Beyond the Chandrasekhar limit, white dwarfs become extremely hot. As a result, previously unfusable carbon can become fusable, causing nuclear reactions. This leads to a thermal runaway and ultimately a type Ia supernova.
However, this doesn't seem to happen in neutron stars. They can keep gaining mass until they become black holes. After a certain point, shouldn't the immense temperatures cause a thermal runaway like in white dwarfs, leading to their explosion?
In a white dwarf, the dense matter is not in its lowest energy configuration. Energy can still be extracted from the white dwarf material by fusion, provided it can be ignited.

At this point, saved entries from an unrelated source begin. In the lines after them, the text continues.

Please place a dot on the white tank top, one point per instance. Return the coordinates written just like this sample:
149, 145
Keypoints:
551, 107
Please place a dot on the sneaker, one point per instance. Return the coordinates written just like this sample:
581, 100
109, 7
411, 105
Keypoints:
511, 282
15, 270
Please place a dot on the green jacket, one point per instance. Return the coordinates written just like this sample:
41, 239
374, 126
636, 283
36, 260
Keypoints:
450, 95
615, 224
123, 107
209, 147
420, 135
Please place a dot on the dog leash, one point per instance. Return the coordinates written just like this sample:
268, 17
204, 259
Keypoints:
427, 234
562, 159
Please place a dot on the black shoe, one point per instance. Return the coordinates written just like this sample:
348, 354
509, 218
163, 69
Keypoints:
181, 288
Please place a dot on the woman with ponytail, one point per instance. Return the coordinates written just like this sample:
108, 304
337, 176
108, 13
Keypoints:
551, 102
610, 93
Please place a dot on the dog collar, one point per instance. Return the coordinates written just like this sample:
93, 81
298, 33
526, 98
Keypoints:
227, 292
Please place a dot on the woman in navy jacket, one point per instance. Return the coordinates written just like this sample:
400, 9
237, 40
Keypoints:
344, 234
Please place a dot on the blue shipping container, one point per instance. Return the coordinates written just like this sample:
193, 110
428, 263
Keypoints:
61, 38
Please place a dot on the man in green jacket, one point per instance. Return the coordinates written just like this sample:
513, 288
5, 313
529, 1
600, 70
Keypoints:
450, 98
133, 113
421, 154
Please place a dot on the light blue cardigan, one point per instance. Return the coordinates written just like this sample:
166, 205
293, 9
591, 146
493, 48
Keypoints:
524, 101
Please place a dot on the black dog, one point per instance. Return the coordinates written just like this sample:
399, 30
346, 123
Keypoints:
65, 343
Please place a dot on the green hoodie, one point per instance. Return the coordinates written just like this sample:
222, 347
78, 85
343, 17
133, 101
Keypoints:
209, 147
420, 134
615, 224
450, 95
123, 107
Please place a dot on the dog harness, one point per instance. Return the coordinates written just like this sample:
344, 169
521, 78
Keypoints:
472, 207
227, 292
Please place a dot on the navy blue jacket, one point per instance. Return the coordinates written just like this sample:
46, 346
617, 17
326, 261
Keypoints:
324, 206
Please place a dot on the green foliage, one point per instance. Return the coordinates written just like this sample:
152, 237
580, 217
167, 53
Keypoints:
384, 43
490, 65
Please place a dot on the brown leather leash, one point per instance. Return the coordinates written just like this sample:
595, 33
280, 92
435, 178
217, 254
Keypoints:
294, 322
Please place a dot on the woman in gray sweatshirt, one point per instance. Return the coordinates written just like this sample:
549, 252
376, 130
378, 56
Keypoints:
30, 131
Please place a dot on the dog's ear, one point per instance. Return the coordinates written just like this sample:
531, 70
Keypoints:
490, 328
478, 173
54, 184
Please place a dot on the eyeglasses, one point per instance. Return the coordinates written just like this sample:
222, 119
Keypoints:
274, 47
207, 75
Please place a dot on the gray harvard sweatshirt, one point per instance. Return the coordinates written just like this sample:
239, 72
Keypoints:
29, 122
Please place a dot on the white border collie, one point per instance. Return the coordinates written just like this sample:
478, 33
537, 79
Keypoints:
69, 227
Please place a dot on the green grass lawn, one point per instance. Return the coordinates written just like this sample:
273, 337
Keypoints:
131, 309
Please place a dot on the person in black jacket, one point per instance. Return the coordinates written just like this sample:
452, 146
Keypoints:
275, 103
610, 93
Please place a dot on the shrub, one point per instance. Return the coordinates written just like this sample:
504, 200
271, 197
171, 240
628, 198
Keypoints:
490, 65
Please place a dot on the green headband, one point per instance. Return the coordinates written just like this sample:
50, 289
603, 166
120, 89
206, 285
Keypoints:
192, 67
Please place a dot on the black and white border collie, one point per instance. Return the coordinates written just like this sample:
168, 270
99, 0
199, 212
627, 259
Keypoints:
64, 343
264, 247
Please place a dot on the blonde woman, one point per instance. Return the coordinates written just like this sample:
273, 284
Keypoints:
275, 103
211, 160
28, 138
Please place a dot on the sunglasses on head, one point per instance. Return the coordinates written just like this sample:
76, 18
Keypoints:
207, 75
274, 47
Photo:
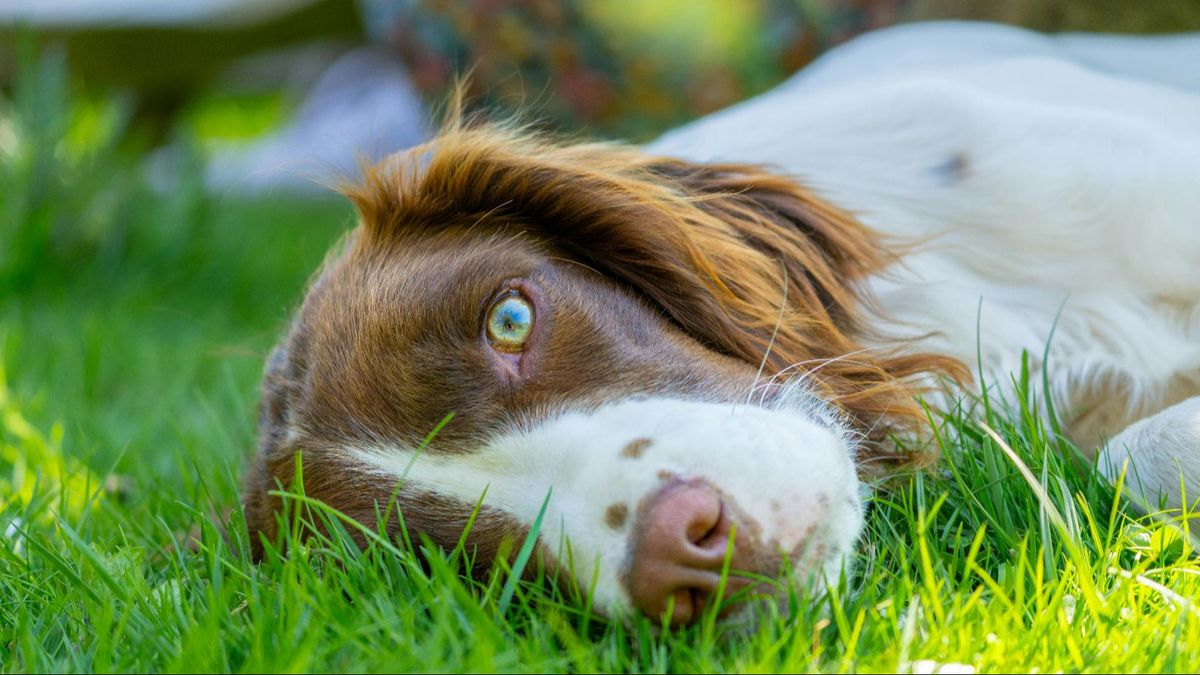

What exothermic nuclear reactions would there be that could take place in a neutron star? The bulk of the material is in the form of neutrons with a small number of protons and electrons. At these densities, that is the most stable equilibrium composition.
If a neutron star gains mass in a gradual way, then the most likely course of events will be that its radius will decrease (that is what happens in objects supported by degenerate matter) until it reaches a General Relativistic instability where its collapse to a black hole is inevitable (when $R$ is somewhere between 1.25 and 2 times the Schwarzschild radius). It is possible that neutrons may transform before that into additional hadronic degrees of freedom or into quark matter, but these are endothermic processes that suck kinetic energy out of the neutron gas and only hasten the collapse.